For Assad, such a tight-knit, personalized culture can only flourish in a small setting. “That requires a lot of time that you need to spend with your students, poring over their records and capabilities so you can provide the right kind of advice and hook them up with the right kind of firms,” Assad admits.
In an interview with Poets&Quants, Assad goes into further detail on these issues, as well as opening up about strategic plan and the unique benefits of its Pittsburgh locale. And you won’t want to miss his surprising answer to whether he would recommend an MBA to a stranger on the street.
Last summer, you became dean at Katz after a successful seven year run as dean of the University of Buffalo’s business school. What attracted you to Katz, particularly the MBA program, when you were interviewing to head the business program?

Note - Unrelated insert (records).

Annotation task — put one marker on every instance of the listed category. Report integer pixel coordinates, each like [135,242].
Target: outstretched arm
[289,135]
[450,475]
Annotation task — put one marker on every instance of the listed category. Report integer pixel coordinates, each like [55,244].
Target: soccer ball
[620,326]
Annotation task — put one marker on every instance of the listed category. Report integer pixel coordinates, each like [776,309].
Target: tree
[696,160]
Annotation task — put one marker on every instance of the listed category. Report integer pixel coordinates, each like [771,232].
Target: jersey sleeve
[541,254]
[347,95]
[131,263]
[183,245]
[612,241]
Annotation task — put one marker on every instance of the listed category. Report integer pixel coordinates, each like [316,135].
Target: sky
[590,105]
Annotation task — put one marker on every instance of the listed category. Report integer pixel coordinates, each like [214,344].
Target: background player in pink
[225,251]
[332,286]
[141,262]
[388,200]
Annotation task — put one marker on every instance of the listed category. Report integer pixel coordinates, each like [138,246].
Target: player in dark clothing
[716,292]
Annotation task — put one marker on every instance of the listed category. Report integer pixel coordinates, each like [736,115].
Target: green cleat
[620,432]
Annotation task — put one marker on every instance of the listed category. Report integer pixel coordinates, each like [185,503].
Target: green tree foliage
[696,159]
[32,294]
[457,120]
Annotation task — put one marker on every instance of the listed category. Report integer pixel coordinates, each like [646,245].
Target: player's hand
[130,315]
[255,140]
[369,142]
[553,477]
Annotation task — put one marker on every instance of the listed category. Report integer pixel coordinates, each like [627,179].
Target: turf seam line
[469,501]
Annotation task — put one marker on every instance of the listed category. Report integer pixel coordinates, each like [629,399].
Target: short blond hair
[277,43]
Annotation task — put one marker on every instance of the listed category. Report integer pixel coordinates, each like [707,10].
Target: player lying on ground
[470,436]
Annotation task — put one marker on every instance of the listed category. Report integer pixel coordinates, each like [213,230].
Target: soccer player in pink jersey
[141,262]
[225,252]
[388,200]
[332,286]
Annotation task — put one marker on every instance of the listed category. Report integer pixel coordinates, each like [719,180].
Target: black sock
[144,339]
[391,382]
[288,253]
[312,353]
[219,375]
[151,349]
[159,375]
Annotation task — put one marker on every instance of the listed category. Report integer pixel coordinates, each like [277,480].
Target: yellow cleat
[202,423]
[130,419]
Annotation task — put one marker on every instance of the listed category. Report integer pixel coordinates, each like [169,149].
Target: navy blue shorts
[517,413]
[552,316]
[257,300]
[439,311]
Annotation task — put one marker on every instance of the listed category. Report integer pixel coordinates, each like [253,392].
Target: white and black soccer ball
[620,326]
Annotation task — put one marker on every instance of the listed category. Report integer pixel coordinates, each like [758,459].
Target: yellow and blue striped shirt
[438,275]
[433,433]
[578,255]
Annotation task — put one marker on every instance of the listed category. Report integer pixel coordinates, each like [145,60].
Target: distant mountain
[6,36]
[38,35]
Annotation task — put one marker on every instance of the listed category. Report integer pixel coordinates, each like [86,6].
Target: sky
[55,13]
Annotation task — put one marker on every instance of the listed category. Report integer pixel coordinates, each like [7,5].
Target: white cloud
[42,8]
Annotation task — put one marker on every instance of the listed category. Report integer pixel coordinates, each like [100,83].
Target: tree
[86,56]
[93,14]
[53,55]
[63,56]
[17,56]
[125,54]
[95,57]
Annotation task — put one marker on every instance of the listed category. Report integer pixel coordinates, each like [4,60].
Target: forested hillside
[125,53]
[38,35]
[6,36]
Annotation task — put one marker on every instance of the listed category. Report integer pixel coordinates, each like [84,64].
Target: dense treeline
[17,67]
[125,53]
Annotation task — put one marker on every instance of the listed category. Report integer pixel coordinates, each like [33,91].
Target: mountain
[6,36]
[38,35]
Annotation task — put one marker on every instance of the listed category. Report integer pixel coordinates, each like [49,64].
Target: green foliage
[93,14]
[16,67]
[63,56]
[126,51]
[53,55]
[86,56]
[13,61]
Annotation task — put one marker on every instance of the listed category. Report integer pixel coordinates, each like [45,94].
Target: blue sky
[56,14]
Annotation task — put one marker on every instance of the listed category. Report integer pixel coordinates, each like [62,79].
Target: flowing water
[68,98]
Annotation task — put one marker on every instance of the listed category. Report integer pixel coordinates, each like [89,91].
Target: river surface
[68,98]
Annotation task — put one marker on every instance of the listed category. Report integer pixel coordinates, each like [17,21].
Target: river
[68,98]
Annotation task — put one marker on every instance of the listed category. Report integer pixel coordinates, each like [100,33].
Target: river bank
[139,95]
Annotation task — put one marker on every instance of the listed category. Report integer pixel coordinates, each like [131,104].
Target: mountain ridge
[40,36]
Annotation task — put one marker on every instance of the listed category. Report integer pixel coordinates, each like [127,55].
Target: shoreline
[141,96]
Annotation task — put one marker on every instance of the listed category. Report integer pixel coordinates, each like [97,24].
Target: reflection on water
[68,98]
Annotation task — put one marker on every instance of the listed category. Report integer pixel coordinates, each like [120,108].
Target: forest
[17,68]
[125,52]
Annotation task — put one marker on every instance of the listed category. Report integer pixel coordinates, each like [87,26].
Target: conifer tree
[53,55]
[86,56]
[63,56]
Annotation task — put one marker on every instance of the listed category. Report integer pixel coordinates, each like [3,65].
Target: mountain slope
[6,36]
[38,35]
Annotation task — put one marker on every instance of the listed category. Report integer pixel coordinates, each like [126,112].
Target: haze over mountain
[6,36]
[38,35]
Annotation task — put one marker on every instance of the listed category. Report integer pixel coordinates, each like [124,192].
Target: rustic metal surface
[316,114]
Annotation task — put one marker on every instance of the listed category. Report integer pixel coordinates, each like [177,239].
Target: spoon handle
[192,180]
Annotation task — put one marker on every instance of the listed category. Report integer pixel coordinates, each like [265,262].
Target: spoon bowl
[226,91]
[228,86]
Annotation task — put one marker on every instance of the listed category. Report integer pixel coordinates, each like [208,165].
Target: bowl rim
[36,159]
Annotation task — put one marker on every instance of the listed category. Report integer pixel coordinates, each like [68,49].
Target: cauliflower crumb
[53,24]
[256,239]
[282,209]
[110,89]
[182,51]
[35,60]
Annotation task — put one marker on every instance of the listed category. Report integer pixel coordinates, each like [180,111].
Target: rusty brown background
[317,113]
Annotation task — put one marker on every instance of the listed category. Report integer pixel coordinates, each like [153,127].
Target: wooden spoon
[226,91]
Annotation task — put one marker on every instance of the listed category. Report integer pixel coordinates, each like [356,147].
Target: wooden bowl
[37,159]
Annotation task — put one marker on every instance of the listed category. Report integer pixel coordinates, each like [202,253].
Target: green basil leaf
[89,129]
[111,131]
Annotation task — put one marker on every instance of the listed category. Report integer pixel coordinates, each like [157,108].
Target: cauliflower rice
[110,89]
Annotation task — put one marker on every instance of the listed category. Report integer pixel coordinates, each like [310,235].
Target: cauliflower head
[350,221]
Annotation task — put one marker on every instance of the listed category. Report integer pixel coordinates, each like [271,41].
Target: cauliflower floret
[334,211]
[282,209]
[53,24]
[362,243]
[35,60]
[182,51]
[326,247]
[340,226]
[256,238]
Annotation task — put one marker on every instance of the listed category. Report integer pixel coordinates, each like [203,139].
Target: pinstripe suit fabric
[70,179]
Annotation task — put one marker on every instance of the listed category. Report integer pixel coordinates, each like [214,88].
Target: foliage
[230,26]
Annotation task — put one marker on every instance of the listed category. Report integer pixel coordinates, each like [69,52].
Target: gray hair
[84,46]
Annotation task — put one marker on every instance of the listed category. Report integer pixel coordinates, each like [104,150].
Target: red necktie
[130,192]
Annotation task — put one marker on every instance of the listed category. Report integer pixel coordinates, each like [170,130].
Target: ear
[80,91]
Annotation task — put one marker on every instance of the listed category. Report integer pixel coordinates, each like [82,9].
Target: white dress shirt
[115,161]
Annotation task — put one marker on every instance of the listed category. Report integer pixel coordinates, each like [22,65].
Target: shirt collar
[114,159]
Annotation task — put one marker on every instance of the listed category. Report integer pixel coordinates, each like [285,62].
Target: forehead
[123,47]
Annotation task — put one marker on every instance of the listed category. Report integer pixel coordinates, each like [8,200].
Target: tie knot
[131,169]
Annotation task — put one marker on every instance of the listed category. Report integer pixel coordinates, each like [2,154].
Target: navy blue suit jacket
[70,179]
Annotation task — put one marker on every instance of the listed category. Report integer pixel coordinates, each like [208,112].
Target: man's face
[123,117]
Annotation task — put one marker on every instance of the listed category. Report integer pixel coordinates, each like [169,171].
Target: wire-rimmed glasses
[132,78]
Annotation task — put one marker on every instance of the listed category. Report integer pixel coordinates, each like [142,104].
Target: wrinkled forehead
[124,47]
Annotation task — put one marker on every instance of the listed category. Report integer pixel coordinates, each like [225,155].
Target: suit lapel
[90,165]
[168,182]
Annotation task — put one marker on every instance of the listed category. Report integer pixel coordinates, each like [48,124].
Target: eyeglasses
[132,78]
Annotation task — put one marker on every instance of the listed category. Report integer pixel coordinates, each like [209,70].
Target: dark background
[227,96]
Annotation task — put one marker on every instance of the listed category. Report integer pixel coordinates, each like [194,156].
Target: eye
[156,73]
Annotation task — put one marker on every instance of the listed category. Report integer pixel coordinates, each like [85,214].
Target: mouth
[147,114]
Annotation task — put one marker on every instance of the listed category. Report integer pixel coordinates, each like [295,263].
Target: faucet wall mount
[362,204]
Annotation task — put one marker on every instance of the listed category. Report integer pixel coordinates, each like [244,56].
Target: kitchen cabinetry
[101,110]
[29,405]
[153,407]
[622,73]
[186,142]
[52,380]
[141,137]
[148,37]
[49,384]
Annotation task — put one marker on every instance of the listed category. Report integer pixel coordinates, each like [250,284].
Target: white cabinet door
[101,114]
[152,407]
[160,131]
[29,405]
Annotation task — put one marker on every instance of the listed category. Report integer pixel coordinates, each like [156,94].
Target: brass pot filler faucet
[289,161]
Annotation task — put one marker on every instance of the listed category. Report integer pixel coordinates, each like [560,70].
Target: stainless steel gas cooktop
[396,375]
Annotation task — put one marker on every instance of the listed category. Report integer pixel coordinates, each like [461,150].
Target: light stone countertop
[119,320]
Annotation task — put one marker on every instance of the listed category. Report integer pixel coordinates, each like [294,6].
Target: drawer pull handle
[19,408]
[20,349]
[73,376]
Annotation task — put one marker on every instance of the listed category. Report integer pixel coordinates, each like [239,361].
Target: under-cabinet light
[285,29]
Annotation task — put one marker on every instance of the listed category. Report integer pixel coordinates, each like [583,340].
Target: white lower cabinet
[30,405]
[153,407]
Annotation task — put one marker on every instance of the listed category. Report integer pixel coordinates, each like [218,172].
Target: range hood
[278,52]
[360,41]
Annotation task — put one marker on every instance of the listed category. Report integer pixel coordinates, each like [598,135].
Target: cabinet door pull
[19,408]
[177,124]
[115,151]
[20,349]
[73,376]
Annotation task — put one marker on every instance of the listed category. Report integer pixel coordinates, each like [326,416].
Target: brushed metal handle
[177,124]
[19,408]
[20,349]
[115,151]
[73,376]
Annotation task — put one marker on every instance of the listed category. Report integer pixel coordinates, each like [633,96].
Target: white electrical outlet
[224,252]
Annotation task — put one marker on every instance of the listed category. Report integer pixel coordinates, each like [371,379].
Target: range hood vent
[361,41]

What attracted me to Pittsburgh was basically the entire school. By that, I mean not only the graduate school (Katz), but also our undergraduate program. I found the totality of what I saw, particularly what I saw with faculty and staff, very appealing.
With respect to the MBA program, I had some previous exposure to it when I visited the school in 2010 as part of the AACSB team. And I’ve kept watch on that program from Buffalo and comparing notes every now-and-then with my predecessor, Dean Delaney. I was impressed by the additional steps they’d taken since my visit. A lot of these steps were really reflective in how the MBA program rose in the rankings as well as the things that I care about, which is the nature of the instruction and what we’re doing for our students in terms of making them “Katz Ready” (as we call it).
Compared to other full-time MBA programs, what differentiates Katz both in terms of philosophy and (by extension) the programs that you offer students? What are some key advantages you have?
One factor that we’ve really emphasized in the last few years – and have increased our emphasis on it every year that goes by – is this whole notion of experiential-based learning. I know everyone talks about it, but we’ve taken a lot of time to see what it means for us and how we can do innovative things in that area.
Our cue for doing all of that comes from the employers who are hiring our students. They are coming back to tell us that they actually see a difference in our students because they’ve been through this kind of program, which emphasizes hands-on involvement and teamwork and pays a lot of attention to soft skills. Those things are seen by our employers as making a difference and that’s why they prefer to hire from Pitt. When you get that kind of [feedback], you’re obviously motivated to do more. So that’s really the keystone of our approach in the MBA program.
Specifically, as far as what employers tell us about graduates, it ranges from being more confident in presentations to being more confident in working in unstructured environments where they have to define the problem before they can even work through and solve it. Many students thrown by those kinds of environments; they’re not familiar with being challenged to take a question where they don’t exactly know what the question might mean or what is the best way to translate that question into a knowledge base that they can draw upon. With experiential learning, you’re exposed to a variety of challenges that are given to you not just by faculty but also by corporate executives that we involve in our program (like executives in residence). As a result, over time, you develop this additional capability of being able to roll with the punches.
That’s what employers are remarking about. They say, ‘We know they’re well-trained. We’ve tested them on that. Their knowledge base is good too. But they also have this additional layer of skills that ultimately is about the ability to work in different challenging environments.’